Two Body Wear Characteristics of Polyalthia Longifolia/Mangifera Indica/Jute Fiber Reinforced Epoxy Composites using Taguchi Technique

• Published in: Materials research (São Carlos, São Paulo, Brazil) Vol. 24; no. 2; p. e20200323
• Main Authors: Heckadka, Srinivas Shenoy, Nayak, Suhas Yeshwant, Rao, Sathish, Samant, Rashmi, L. K, Shrinidhi, Salunkhe, Krishna Manoj
• Format: Journal Article
• Language: English
• Published: Sao Carlos Universidade Federal do Sao Carlos, Departamento de Engenharia de Materiais 01.01.2021; ABM, ABC, ABPol; Associação Brasileira de Metalurgia e Materiais (ABM); Associação Brasileira de Cerâmica (ABC); Associação Brasileira de Polímeros (ABPol)

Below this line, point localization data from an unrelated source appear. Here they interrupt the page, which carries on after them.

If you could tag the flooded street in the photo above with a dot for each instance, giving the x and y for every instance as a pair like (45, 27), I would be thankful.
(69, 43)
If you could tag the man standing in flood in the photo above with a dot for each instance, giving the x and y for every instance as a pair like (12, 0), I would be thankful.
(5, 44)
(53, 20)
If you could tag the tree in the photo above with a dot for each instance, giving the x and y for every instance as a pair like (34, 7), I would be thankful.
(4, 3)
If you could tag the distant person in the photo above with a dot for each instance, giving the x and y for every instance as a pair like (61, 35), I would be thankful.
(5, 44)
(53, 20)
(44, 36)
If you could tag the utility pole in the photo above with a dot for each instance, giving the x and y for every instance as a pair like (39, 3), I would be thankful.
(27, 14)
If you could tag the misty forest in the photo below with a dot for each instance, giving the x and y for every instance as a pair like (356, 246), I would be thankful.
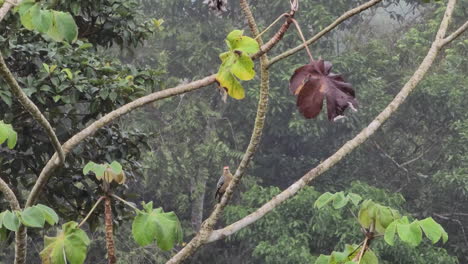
(234, 131)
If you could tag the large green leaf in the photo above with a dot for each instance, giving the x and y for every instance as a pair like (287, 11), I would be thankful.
(155, 225)
(32, 217)
(27, 16)
(50, 215)
(243, 68)
(410, 233)
(63, 27)
(69, 246)
(433, 230)
(43, 21)
(7, 133)
(11, 221)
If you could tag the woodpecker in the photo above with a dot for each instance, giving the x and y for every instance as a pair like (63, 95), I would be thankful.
(223, 183)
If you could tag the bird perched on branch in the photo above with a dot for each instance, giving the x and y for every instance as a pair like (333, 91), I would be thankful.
(223, 183)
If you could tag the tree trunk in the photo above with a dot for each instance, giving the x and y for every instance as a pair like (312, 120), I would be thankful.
(109, 236)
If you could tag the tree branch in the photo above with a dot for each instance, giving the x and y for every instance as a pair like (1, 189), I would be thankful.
(90, 130)
(20, 236)
(349, 146)
(96, 125)
(208, 224)
(7, 6)
(456, 33)
(30, 107)
(338, 21)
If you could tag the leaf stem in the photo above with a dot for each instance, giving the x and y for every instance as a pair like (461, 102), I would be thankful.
(125, 202)
(303, 39)
(91, 211)
(271, 25)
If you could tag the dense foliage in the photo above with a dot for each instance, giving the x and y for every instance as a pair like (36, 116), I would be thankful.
(174, 151)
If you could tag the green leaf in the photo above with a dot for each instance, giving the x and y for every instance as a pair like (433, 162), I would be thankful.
(233, 37)
(1, 219)
(32, 217)
(116, 167)
(410, 233)
(243, 68)
(322, 259)
(365, 215)
(369, 258)
(339, 200)
(355, 198)
(50, 215)
(155, 225)
(69, 246)
(27, 16)
(236, 41)
(69, 73)
(11, 221)
(63, 27)
(234, 88)
(24, 6)
(98, 169)
(432, 229)
(3, 234)
(323, 200)
(7, 133)
(42, 21)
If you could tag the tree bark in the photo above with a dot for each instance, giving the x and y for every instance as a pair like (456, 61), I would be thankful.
(109, 231)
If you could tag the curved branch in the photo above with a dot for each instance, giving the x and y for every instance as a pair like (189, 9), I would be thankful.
(20, 236)
(96, 125)
(456, 33)
(90, 130)
(30, 107)
(350, 145)
(208, 224)
(338, 21)
(7, 6)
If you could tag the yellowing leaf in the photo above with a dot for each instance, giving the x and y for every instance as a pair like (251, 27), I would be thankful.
(243, 68)
(227, 81)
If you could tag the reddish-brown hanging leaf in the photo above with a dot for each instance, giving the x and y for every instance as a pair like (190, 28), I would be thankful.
(314, 81)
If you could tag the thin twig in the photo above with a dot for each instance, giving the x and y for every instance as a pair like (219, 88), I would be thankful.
(456, 33)
(207, 226)
(303, 39)
(91, 211)
(30, 107)
(352, 144)
(271, 25)
(125, 202)
(335, 23)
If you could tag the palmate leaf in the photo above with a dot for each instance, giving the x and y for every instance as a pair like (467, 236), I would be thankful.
(313, 82)
(69, 246)
(8, 134)
(58, 25)
(154, 225)
(236, 64)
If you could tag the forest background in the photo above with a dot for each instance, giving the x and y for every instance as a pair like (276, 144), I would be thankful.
(174, 150)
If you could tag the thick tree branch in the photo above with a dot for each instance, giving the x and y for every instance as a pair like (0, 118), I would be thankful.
(456, 33)
(96, 125)
(7, 6)
(208, 224)
(436, 46)
(20, 236)
(30, 107)
(90, 130)
(338, 21)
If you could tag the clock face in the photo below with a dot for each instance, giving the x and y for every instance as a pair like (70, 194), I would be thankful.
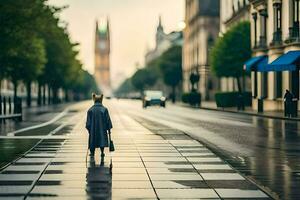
(102, 45)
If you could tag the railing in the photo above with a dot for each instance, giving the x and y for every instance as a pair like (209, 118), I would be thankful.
(10, 109)
(294, 34)
(277, 38)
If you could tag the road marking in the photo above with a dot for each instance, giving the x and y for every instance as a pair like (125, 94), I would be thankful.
(59, 116)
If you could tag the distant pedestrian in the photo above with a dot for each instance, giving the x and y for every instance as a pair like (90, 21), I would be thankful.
(288, 100)
(99, 125)
(240, 102)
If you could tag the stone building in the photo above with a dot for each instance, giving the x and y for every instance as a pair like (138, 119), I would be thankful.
(163, 42)
(231, 13)
(202, 19)
(102, 57)
(276, 52)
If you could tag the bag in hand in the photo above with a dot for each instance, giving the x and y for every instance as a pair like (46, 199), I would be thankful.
(111, 145)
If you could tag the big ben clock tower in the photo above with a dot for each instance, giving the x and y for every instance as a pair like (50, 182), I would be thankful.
(102, 52)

• Subjects: Design of experiments; ENGINEERING, CHEMICAL; Epoxy; Fiber composites; Fiber pullout; Fiber reinforced polymers; Hand lay-up; Jute; Mangifera Indica; MATERIALS SCIENCE, MULTIDISCIPLINARY; METALLURGY & METALLURGICAL ENGINEERING; Orthogonal arrays; Photomicrographs; Polyalthia Longifolia; Pressure molding; Scanning Electron Microscopy; Sliding; Sliding wear; Taguchi; Taguchi methods; Wear mechanisms; Wear rate; Mangifera Indica; Polyalthia Longifolia; Sliding wear; Epoxy; Taguchi; Scanning Electron Microscopy; Jute
• ISSN: 1516-1439; 1980-5373; 1980-5373
• DOI: 10.1590/1980-5373-mr-2020-0323

This research work investigates the two body wear behavior of natural fiber reinforced composites using a pin on disc test set-up. Natural fibers such as Polyalthia Longifolia, Mangifera Indica and Jute were used as reinforcements with epoxy matrix. Four types of composites with 30% fiber weight fraction were fabricated using hand layup and compression molding technique. Taguchi experimental design with L16 orthogonal array was considered. Four factors viz. fiber type, normal load, sliding speed and sliding distance at four levels were analyzed for obtaining minimum specific wear rate. Normal load was the most significant factor influencing the response with percentage contribution of 56.21% while the least contribution was the factor sliding speed (2.30%). Based on the optimum combination, confirmation experiments were conducted, the results of which were obtained with a minimal error of 4.64%. Micrographs revealed different wear mechanisms like fiber-matrix de-bonding, fiber pull-out, matrix cracking, furrows and crater formation.